It’s Saturday night and I’m feeling a little thirsty, so I shoot a text message to my friend. I consider texting another friend while I wait for the first friend’s response, but quickly I begin to realize how boring and time consuming this venture is sure to become.
I hate mass texts, but I send one anyway. I guess you could say I’m “that asshole.”
A few minutes pass, and I contemplate what planning an entire night via text message says about me as a person. Suddenly my inbox is exploding with texts, and I abandon my existential dilemma to tend to them. Apparently everyone else is thirsty, too.
“Let’s hit the bars downtown,” one reads.
“I’d rather impale myself with a dull pencil,” I think to myself.
Some people are content to defer to the downtown scene, but not me. No, I prefer an adventure—a night in which I’m sure to encounter some interesting people and exciting things.
“If I wanted to go to a frat party I would’ve asked if anyone was down to drive to Corvallis,” I responded.
Maybe a little harsh, but I wanted her to know I meant business.
After a few minutes of having the same conversation with multiple people, I decided to make a decision.
Another mass text (yes, I really do suck sometimes): “Belmont or bust, bitches. Sweet Hereafter, 9 p.m.”
The journey to Hereafter
Walking through the charming streets of Southeast Portland to my barhopping destination, I welcome a few strange encounters. Two men standing on the corner are howling at the moon. A block later, someone has decided to park a car on the sidewalk.
“Oh Portland,” I think to myself with a grin on my face.
I arrive at Sweet Hereafter to a bustling scene of trendy 20-somethings forming a long line to the bar.

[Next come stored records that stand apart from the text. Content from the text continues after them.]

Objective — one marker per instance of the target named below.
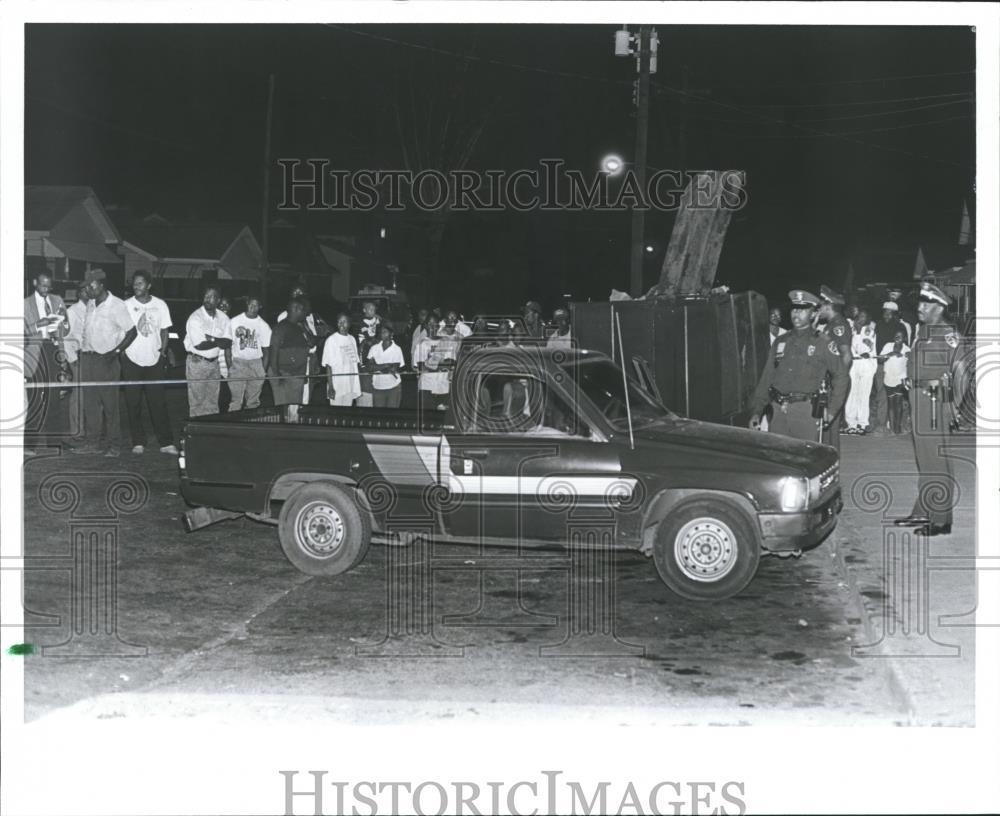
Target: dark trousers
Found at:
(936, 485)
(155, 398)
(387, 397)
(102, 419)
(895, 395)
(46, 417)
(880, 402)
(794, 419)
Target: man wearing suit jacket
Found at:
(45, 326)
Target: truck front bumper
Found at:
(786, 532)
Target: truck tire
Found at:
(322, 530)
(706, 550)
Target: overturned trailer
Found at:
(705, 353)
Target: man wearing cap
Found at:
(562, 336)
(45, 327)
(107, 331)
(895, 295)
(796, 368)
(207, 336)
(936, 378)
(533, 319)
(838, 334)
(885, 334)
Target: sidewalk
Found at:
(919, 594)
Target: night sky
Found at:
(853, 139)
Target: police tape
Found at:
(268, 378)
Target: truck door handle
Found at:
(474, 453)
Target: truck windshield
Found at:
(601, 381)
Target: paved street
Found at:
(453, 631)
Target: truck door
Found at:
(526, 462)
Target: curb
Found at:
(871, 611)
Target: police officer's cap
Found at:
(827, 294)
(929, 293)
(802, 299)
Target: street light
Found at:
(612, 164)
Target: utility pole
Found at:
(682, 125)
(641, 133)
(265, 207)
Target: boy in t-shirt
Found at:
(386, 359)
(251, 337)
(894, 355)
(340, 359)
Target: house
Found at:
(184, 258)
(67, 231)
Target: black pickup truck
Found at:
(535, 441)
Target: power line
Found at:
(476, 58)
(853, 132)
(851, 104)
(815, 131)
(857, 81)
(889, 113)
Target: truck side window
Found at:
(515, 404)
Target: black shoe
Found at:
(933, 530)
(911, 521)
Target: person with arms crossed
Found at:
(146, 360)
(251, 336)
(107, 331)
(340, 359)
(206, 339)
(386, 359)
(796, 369)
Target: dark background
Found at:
(854, 139)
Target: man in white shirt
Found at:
(895, 358)
(207, 336)
(44, 358)
(340, 359)
(386, 359)
(865, 362)
(251, 336)
(145, 359)
(107, 331)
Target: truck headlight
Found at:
(794, 491)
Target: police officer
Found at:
(935, 376)
(796, 368)
(838, 335)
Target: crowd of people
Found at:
(231, 361)
(878, 351)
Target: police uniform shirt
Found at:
(797, 363)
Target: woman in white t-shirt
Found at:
(895, 356)
(386, 359)
(340, 359)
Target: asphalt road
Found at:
(421, 629)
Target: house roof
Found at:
(208, 241)
(45, 206)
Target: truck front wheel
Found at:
(706, 550)
(322, 530)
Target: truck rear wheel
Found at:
(706, 550)
(322, 530)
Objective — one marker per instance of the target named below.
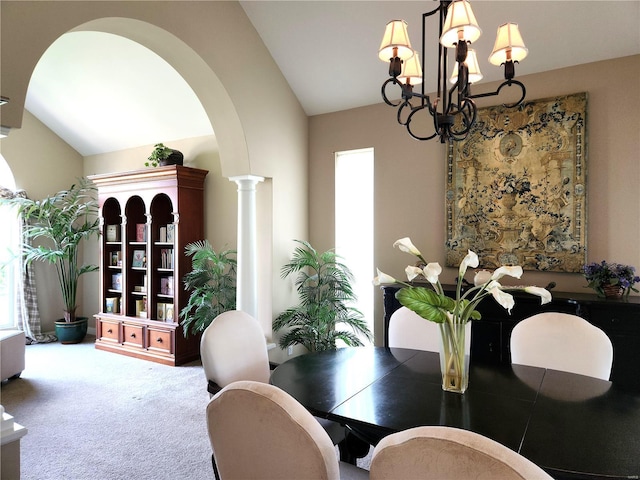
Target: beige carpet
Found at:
(94, 415)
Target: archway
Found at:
(234, 157)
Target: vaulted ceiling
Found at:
(126, 96)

“Suckers,” I think to myself as I cut corners and find some vacant standing room at the other end.
Five minutes later, I have a Hereafter—the establishment’s namesake cocktail—in hand. The line a few yards away from me has grown, and from what I gather, the same people are still at the front.
It’s a dog eat dog world on the east side of the river, don’t they know?

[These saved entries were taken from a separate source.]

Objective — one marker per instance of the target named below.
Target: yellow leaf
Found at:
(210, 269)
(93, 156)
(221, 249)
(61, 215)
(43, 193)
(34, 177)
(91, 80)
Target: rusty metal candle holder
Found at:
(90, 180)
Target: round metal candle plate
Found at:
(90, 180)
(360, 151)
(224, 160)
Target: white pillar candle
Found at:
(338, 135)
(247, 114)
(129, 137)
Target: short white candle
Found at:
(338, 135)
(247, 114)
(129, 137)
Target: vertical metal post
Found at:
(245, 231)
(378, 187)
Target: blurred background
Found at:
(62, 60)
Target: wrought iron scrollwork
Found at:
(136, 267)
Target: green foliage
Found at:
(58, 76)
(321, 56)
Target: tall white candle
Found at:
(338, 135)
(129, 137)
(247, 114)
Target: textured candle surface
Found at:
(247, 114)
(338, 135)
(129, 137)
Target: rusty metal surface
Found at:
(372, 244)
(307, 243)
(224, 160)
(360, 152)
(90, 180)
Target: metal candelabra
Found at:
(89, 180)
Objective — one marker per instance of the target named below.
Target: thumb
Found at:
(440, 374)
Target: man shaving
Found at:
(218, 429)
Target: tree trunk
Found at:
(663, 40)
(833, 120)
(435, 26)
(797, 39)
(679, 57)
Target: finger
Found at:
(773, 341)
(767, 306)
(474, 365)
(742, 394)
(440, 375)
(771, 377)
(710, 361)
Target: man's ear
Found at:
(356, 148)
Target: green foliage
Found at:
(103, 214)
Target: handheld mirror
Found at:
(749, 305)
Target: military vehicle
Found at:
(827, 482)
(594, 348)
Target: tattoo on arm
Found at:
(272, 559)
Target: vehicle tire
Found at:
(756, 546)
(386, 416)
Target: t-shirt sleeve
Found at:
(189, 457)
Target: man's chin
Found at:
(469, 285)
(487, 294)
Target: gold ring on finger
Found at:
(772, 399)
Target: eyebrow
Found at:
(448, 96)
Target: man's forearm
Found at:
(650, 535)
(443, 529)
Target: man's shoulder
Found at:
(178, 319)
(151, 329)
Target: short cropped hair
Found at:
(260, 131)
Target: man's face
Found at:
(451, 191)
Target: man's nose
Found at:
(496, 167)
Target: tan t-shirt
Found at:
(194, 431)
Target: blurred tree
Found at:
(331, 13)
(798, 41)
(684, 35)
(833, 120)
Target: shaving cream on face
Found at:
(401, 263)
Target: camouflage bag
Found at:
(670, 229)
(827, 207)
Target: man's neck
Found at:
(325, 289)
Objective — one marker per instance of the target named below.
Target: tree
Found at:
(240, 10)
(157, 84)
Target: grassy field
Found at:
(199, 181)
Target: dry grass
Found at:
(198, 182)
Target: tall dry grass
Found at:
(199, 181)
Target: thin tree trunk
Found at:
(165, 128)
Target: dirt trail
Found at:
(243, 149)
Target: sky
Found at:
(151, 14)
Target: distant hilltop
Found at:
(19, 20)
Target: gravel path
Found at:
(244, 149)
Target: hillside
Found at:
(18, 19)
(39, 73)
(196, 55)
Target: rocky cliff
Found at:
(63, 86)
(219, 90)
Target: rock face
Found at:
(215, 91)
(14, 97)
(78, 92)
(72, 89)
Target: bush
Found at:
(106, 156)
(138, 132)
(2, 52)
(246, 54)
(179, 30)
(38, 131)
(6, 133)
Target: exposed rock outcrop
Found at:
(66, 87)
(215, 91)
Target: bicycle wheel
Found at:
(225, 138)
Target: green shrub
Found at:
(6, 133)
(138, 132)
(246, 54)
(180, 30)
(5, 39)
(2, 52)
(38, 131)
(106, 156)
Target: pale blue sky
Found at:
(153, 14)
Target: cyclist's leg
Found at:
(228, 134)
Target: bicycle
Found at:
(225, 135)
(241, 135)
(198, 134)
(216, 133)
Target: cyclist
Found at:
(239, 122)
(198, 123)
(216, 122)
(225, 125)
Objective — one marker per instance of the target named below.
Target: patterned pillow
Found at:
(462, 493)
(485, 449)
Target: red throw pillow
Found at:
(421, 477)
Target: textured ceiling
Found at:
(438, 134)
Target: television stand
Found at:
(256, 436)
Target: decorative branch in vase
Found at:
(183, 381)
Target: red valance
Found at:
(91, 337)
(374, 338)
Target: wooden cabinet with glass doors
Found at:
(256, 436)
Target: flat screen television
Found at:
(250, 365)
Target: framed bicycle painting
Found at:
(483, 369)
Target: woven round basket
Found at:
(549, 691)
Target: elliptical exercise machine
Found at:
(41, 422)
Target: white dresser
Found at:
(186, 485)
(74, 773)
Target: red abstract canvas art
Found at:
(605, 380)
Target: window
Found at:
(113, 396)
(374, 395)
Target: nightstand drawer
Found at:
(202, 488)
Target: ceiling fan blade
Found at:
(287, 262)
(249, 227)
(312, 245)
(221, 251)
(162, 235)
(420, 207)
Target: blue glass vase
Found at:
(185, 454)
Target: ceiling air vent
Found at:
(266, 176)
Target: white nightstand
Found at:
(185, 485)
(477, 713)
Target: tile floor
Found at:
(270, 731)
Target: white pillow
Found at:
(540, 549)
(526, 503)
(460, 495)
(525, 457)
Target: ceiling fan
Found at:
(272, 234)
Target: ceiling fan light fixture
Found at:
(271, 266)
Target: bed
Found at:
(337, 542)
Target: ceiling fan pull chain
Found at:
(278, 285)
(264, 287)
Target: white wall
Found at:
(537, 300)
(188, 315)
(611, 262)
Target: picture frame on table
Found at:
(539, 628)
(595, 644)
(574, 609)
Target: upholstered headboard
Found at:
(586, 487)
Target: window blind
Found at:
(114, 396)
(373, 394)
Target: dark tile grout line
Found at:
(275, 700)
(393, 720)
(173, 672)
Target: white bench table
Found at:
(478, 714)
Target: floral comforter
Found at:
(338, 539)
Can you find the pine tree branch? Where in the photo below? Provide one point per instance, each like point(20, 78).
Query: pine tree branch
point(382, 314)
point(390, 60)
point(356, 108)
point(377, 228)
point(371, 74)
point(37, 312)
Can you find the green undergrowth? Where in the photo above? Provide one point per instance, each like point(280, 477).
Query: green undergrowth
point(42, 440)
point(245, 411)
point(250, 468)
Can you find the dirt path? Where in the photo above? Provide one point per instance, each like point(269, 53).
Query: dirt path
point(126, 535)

Whatever, I’ve got a Hereafter and my friends have managed to snag a table against all odds. I take my seat and place my drink on top of the table to join the army of mason jars full of hard alcohol masquerading as fruity tea.
Few people have attempted two Hereafters in one night, and none of those nights have ended well. In the interest of hitting multiple bars, I decide tonight is not the night for doubling up on a jar full of straight liquor. Maybe next time.
Twenty minutes later, I’m halfway through my Hereafter. I do a little algebra and decide that the addition of 15 minutes will result in a sum of 40 percent drunkenness.
I was never any good at math.
After finishing our Hereafters in record-breaking fashion, we decide it would be cool to keep drinking without walking very far. We stroll a few doors down the same block and arrive at our second destination.
Back in the days of ‘33
Circa 33 is usually a happening place on the weekends, but something is different this time around. People are dressed like they belong in a speakeasy, which is all the more confusing considering that’s exactly what Circa 33 is.
The atmosphere up front is cool, but there’s a live band and it’s sort of cramping my style. We pay no mind to the flapper-dress time warp and head straight for the secret bar in back.
I can’t help but feel like Shaggy and the gang as I pull the appropriate book from the wall and enter the secret code. I could tell you what the code is, but that would strike the secret from the bar. In fact, I think I’ve already said too much.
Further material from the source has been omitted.